SMSD Python Bindings

Python interface for SMSD (Small Molecule Substructure Detector) -- a high-performance library for substructure search, Maximum Common Substructure (MCS), and molecular similarity.

Features

  • SMILES parsing and writing -- built-in OpenSMILES parser, no RDKit or CDK required
  • Substructure search -- VF2++ subgraph isomorphism
  • MCS search -- McSplit with seed-and-extend, orbit pruning, coverage-driven termination
  • Tautomer-aware matching -- keto/enol, amide, imidazole tautomer equivalence
  • RASCAL screening -- O(V+E) Tanimoto-like similarity upper bound
  • Fingerprints -- path-based and MCS-aware fingerprints for pre-screening

Requirements

  • Python >= 3.8
  • C++17 compiler (GCC 7+, Clang 5+, MSVC 2019+)
  • CMake >= 3.15
  • pybind11 >= 2.12

Installation

From source (recommended)

cd python/
pip install .

Development install

pip install -e ".[dev]"

Build with specific compiler

CMAKE_ARGS="-DCMAKE_CXX_COMPILER=g++-13" pip install .

Quick Start

from smsd import parse_smiles, find_mcs, is_substructure, similarity

# Parse SMILES strings
benzene = parse_smiles("c1ccccc1")
phenol  = parse_smiles("c1ccc(O)cc1")

# Substructure search
assert is_substructure(benzene, phenol)  # benzene is in phenol

# Maximum Common Substructure
mcs = find_mcs(benzene, phenol)
print(f"MCS size: {len(mcs)} atoms")  # 6

# Similarity
sim = similarity(benzene, phenol)
print(f"Similarity: {sim:.3f}")  # ~0.857

API Reference

SMILES Parsing

from smsd import parse_smiles, to_smiles

mol = parse_smiles("c1ccccc1")
print(mol.n)              # 6 atoms
print(mol.atomic_num)     # [6, 6, 6, 6, 6, 6]
print(mol.aromatic)       # [True, True, True, True, True, True]

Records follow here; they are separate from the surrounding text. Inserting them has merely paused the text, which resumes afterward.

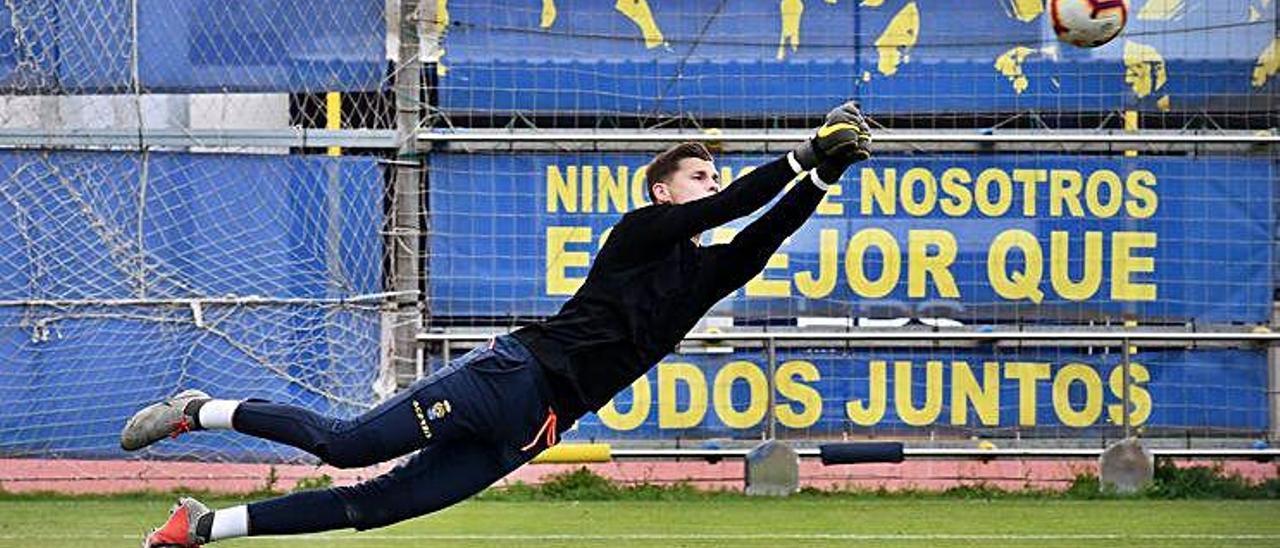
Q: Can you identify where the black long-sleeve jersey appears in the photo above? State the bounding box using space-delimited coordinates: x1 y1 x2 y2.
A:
515 157 826 424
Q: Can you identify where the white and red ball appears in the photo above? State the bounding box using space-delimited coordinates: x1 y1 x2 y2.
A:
1048 0 1129 47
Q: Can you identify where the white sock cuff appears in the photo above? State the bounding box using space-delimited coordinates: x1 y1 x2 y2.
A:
787 151 804 175
809 169 831 192
209 504 248 542
200 399 241 430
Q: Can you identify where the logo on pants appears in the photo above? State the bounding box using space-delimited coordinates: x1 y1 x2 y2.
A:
412 399 453 439
412 399 431 439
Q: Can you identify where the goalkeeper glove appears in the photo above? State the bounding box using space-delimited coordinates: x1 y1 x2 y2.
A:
792 101 872 172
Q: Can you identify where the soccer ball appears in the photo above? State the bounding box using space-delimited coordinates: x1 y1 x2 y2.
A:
1048 0 1129 47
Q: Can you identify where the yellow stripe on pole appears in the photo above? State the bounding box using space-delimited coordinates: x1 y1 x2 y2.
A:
1124 110 1138 157
324 91 342 156
532 443 613 465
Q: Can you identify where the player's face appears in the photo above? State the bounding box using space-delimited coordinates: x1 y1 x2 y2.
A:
653 157 719 205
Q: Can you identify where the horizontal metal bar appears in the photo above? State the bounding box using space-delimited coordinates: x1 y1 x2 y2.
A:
416 330 1280 343
0 291 417 307
417 131 1280 145
0 128 397 149
609 447 1280 460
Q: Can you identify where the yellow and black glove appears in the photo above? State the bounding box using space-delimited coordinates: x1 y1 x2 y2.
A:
791 101 872 173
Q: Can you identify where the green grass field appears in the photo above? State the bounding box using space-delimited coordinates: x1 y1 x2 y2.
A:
0 496 1280 548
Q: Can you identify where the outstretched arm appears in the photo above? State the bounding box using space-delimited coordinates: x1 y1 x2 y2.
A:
619 101 870 246
710 170 827 296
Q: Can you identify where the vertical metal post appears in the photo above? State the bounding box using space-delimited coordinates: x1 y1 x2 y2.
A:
384 0 435 378
764 337 778 439
1267 302 1280 443
1120 337 1133 438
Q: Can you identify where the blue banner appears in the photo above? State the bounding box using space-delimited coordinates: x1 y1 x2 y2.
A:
547 347 1267 439
440 0 1276 117
429 154 1276 323
0 0 387 93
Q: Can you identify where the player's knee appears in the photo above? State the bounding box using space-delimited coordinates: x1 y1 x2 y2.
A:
316 443 380 469
335 484 420 531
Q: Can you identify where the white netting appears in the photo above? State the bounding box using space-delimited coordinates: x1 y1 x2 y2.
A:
428 0 1280 444
0 151 385 458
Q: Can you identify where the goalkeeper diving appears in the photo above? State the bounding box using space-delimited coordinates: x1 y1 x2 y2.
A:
120 102 870 548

smi = to_smiles(mol)      # canonical SMILES string

Substructure Search

from smsd import is_substructure, find_substructure, ChemOptions

query  = parse_smiles("c1ccccc1")
target = parse_smiles("c1ccc(O)cc1")

# Boolean check
if is_substructure(query, target):
    print("Query is a substructure of target")

# Get atom mapping
mapping = find_substructure(query, target)
# Returns list of (query_atom, target_atom) pairs
for qi, ti in mapping:
    print(f"  query atom {qi} -> target atom {ti}")

# Custom options
opts = ChemOptions()
opts.ring_matches_ring_only = True
is_substructure(query, target, opts=opts, timeout_ms=5000)

MCS Search

from smsd import find_mcs, ChemOptions, McsOptions

g1 = parse_smiles("CC(=O)Oc1ccccc1C(=O)O")   # aspirin
g2 = parse_smiles("CC(=O)Nc1ccc(O)cc1")       # acetaminophen

# Default MCS
mapping = find_mcs(g1, g2)
print(f"MCS size: {len(mapping)}")

# Tautomer-aware MCS
taut = ChemOptions.tautomer_profile()
mapping = find_mcs(g1, g2, chem=taut)

# With MCS options
mcs_opts = McsOptions()
mcs_opts.timeout_ms = 5000
mcs_opts.connected_only = True
mapping = find_mcs(g1, g2, opts=mcs_opts)

# Convenience wrapper (accepts SMILES strings directly)
from smsd import mcs
mapping = mcs("c1ccccc1", "Cc1ccccc1", tautomer_aware=True)

Similarity and Screening

from smsd import similarity_upper_bound, screen_targets, similarity

g1 = parse_smiles("c1ccccc1")
g2 = parse_smiles("Cc1ccccc1")

# Single pair
sim = similarity_upper_bound(g1, g2)
print(f"Similarity: {sim:.3f}")

# Convenience wrapper (accepts SMILES)
sim = similarity("c1ccccc1", "Cc1ccccc1")

# Batch screening
library = [parse_smiles(s) for s in smiles_list]
query = parse_smiles("c1ccccc1")
hits = screen_targets(query, library, threshold=0.5)
# Returns indices of molecules with similarity >= 0.5

Fingerprints

from smsd import (
    path_fingerprint, mcs_fingerprint,
    fingerprint_subset, analyze_fp_quality,
    fingerprint, tanimoto,
)

mol = parse_smiles("c1ccccc1")

# Path fingerprint (returns set bit positions)
fp = path_fingerprint(mol, path_length=7, fp_size=2048)

# MCS-aware fingerprint
fp_mcs = mcs_fingerprint(mol, path_length=7, fp_size=2048)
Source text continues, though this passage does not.